Interacting with Locals
Another essential tool any new language is being able to have basic interactions with local people. Things like ordering food, getting directions, asking for particular items, making reservations, etc. While I think many language learning guides mistakenly overemphasize this part of language learning at the beginning stages, it’s still an invaluable way to practice.
I’ve tried to make it a habit to ask a question or probe a little in my everyday interactions with people. This is particularly hard for me because it’s something I don’t do in Canada. I prefer to browse than to ask someone for help, and this feeling is magnified when I’m concerned they won’t understand my request.
However, in the interests of language learning, I’ve decided to push myself in this regard.
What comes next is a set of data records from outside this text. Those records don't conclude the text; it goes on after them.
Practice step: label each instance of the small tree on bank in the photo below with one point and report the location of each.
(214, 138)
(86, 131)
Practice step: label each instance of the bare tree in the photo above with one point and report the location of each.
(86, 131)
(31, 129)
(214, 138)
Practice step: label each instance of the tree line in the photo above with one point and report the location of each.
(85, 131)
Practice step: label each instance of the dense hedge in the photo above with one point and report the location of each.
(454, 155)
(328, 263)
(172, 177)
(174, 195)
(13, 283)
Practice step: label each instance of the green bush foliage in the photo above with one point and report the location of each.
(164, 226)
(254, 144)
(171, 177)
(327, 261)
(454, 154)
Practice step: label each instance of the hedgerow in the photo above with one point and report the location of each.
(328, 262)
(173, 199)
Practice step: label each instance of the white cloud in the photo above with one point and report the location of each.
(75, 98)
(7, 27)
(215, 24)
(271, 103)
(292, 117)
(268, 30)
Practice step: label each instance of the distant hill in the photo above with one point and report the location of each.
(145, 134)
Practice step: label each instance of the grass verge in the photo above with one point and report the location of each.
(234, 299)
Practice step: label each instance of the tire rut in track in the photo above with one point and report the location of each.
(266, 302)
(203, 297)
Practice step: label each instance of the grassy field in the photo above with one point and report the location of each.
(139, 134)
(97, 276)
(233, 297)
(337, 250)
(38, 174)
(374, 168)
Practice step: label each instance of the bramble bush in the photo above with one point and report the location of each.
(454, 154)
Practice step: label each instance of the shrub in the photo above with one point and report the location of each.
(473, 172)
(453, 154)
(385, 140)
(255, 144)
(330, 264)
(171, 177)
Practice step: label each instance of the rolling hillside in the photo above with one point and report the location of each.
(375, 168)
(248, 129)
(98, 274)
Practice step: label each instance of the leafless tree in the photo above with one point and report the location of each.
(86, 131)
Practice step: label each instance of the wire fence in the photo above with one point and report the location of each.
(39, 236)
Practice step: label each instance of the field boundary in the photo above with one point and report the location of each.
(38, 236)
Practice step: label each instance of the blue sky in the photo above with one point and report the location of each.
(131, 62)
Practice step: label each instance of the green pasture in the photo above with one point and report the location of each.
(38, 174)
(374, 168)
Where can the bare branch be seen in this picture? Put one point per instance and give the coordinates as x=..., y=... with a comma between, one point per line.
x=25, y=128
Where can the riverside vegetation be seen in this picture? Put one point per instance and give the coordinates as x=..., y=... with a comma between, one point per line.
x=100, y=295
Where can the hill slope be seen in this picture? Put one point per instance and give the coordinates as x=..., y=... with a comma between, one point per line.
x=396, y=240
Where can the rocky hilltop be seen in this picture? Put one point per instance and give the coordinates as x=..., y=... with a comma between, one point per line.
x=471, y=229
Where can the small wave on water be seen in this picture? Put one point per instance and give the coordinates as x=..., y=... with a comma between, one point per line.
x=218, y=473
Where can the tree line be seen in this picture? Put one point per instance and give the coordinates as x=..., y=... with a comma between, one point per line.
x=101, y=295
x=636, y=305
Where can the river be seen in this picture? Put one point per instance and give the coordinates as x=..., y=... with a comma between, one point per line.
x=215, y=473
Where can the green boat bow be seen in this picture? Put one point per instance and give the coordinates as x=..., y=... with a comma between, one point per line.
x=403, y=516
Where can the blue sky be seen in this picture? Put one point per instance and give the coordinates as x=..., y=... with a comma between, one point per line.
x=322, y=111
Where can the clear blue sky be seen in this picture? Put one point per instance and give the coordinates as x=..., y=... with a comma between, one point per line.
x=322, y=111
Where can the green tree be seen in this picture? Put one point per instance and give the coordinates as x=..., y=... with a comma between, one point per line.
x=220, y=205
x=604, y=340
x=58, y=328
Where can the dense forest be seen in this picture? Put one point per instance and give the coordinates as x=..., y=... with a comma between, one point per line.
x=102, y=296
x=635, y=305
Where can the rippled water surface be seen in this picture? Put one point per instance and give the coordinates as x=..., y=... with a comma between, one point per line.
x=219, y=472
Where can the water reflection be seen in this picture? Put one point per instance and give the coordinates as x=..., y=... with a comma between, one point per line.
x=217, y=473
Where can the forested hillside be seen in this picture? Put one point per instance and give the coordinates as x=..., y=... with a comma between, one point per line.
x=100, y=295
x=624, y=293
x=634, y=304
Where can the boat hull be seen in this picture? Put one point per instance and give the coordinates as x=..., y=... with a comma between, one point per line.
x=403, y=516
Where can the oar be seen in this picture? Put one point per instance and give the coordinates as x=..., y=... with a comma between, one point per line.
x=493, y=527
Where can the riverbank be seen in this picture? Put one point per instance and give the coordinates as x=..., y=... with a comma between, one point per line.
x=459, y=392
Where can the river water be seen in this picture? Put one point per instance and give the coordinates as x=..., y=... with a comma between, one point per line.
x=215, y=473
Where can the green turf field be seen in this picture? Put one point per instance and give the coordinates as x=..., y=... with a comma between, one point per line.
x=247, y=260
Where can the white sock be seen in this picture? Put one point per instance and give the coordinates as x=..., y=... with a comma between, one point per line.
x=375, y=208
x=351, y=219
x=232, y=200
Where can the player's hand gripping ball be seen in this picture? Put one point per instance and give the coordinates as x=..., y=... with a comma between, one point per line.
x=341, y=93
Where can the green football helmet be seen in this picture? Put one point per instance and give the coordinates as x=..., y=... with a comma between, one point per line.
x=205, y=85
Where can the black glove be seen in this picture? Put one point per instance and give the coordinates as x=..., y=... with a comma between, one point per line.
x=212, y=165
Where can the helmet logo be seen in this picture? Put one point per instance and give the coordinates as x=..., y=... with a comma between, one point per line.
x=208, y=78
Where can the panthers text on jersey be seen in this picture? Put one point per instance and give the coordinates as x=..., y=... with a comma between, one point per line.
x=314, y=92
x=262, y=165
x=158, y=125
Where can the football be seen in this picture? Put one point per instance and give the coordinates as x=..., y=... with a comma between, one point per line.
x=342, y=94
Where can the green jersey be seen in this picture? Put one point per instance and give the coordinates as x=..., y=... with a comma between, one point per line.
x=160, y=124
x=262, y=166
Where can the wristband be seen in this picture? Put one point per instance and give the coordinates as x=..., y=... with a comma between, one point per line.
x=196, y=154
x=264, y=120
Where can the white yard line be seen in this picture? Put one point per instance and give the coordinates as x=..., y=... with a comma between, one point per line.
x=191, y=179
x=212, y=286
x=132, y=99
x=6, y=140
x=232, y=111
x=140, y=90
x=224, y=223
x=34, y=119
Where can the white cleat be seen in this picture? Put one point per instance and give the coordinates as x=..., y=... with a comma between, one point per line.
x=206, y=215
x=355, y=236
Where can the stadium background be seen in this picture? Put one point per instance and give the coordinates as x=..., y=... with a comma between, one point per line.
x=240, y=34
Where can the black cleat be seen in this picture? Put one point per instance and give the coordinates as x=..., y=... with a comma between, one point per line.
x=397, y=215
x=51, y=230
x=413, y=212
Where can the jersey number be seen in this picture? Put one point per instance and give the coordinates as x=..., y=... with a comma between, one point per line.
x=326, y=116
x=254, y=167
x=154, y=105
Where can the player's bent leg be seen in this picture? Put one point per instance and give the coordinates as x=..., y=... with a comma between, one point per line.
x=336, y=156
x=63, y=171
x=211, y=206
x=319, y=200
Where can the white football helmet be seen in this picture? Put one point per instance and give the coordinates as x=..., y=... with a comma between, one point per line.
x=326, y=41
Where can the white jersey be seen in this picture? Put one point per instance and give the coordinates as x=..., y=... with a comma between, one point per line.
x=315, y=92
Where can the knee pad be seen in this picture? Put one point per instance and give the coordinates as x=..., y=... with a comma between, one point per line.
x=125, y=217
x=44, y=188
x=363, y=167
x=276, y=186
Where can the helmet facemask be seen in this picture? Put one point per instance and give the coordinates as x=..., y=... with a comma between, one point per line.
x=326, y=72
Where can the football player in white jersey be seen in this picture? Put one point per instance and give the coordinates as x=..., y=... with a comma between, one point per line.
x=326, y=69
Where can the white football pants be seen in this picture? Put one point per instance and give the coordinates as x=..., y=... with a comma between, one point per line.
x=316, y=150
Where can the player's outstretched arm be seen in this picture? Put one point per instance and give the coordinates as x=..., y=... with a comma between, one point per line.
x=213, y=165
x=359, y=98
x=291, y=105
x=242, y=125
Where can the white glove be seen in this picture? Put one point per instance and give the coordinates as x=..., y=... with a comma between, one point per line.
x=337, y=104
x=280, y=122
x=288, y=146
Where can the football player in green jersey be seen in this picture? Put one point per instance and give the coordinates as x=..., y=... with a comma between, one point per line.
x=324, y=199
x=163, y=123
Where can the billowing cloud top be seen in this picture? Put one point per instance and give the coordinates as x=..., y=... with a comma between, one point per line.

This is a great way to build practical vocabulary and can give you a chance to test your speaking ability with complete strangers (who haven’t adapted to your accent yet).
Watching Television and Movies
A third source of immersion is watching television and movies. I’m still at a point where I can’t understand most of the dialog. However, I do pick up words and phrases. More importantly, you get used to a rhythm of speech which filters into your own conversation.
I don’t put much priority on this part of language learning, at my current level, for two reasons. First, the level of real dialog is considerably above my current understanding. While foreseeably, grinding through watching natural dialog for years could create fluency, its hardly the most efficient stage at the beginning. The amount of learned words and phrases is dwarfed by those that you miss entirely.
Second, television and movie dialog tends to be somewhat removed from real speech. This means you learn words, but not necessarily those that are most useful to you. I remember watching some dubbed Star Trek episodes in Spanish and I learned the words tripulación (crew) and alférez (ensign), I can say with certainty I’ve never used these words in a single conversation.
Watching television and movies is probably a better step at an intermediate level, when you want a low-effort way to start picking up lots of lower-frequency words.
Humility and the Lengthy Journey Ahead
Someone once said that learning Chinese was a lesson in humility. While I admit to the difficulties, I still believe I’ll reach my goals in three months.
What I am realizing, however, is how much more Chinese there is to learn. Going from holding one-on-one conversations comfortably to true fluency is a huge task that requires years of exposure. While I feel the same is true with my Spanish, where there is still a lot to learn, China’s vastly different origins means there is still enormous cultural richness I won’t be able to touch in just three months.
I don’t see this as a detraction of Chinese, but as a positive. It means that, even after this trip to China, I’ll have plenty of reason to go back, improve and explore.